Você pode definir metas modestas, como um limite de 20 minutos por dia para ler notícias nos fins de semana. Se achar que é possível, reduza o limite de tempo e o defina como uma meta diária. A repetição o ajudará a formar novos hábitos.
É mais fácil falar do que fazer, claro. Adam Gazzaley, neurocientista e coautor do livro The Distracted Mind: Ancient Brains in a High-Tech World [“A mente distraída: cérebros antigos em um mundo de alta tecnologia”, em tradução livre] recomendou a criação de eventos de calendário para quase tudo, até mesmo navegar na web e fazer pausas.
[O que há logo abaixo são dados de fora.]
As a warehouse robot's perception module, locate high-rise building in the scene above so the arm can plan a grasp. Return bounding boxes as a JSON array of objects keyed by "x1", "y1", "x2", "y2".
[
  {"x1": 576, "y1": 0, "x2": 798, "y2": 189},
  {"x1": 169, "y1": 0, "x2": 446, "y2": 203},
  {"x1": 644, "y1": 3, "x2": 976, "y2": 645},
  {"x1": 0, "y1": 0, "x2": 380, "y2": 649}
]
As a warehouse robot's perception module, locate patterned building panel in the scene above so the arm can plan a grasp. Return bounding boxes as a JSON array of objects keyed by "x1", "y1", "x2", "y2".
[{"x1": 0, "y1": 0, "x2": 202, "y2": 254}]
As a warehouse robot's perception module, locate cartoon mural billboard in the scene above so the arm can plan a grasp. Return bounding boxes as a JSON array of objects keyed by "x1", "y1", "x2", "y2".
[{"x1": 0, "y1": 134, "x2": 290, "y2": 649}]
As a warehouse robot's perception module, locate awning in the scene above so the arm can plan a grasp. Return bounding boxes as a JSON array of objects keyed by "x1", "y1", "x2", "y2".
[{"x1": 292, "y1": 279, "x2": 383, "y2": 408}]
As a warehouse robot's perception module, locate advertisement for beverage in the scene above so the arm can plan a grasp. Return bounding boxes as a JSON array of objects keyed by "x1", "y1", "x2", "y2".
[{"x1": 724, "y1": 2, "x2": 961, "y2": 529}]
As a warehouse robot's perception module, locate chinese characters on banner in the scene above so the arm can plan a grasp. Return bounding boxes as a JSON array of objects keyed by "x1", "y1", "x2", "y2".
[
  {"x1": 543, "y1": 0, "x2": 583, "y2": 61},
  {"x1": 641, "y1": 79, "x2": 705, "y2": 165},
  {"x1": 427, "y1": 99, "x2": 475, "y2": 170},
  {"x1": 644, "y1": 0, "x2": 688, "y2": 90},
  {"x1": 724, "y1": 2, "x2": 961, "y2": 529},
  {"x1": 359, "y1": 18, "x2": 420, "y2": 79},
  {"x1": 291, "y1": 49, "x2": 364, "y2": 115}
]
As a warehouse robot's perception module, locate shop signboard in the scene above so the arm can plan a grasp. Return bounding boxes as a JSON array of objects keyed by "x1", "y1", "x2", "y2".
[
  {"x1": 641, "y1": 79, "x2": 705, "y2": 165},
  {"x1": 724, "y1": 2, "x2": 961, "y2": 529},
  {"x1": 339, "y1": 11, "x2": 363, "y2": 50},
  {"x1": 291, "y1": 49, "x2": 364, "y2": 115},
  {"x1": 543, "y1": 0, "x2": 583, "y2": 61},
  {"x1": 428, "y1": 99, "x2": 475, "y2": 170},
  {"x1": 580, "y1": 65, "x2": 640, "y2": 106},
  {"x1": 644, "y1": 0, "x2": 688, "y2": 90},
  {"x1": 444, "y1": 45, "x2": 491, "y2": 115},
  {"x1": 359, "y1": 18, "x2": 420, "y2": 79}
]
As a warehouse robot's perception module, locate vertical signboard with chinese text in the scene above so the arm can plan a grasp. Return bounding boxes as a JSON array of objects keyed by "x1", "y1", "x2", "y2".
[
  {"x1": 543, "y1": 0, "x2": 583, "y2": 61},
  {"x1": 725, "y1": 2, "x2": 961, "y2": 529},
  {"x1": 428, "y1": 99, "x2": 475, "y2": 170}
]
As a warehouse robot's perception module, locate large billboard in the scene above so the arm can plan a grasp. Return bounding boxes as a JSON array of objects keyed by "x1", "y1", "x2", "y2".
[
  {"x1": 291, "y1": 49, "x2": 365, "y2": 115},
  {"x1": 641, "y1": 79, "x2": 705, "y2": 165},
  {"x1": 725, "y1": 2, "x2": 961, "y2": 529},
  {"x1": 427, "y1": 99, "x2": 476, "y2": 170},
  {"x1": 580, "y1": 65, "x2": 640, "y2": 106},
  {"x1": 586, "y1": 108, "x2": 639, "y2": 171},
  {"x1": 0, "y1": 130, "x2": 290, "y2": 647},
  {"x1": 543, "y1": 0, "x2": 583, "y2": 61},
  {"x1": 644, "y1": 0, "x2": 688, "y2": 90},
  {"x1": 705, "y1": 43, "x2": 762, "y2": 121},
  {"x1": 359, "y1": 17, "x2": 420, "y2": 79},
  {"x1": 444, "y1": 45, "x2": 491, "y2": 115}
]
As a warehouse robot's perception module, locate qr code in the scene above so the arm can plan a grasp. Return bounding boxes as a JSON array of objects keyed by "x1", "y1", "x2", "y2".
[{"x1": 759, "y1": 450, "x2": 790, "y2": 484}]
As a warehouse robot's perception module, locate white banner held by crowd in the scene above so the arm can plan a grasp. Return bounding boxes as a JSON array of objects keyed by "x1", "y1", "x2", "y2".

Isso ajuda a criar estrutura.
Por exemplo: às 8h da manhã, você pode separar 10 minutos para ler notícias e, às 13h, 20 minutos para andar na bicicleta ergométrica. Se você se sentir tentado a pegar o telefone durante a pausa para os exercícios, saiba que qualquer tempo de tela violará o tempo que você dedica aos exercícios. Mais importante: trate o tempo de tela como se fosse um doce que você se dá de presente de vez em quando. Não pense nele como uma pausa, pois isso pode fazer o oposto de relaxar você.
“Nem todos os intervalos são iguais”, disse Gazzaley. “Se você fizer uma pausa e entrar nas redes sociais ou num programa de notícias, pode ficar difícil sair desse buraco”.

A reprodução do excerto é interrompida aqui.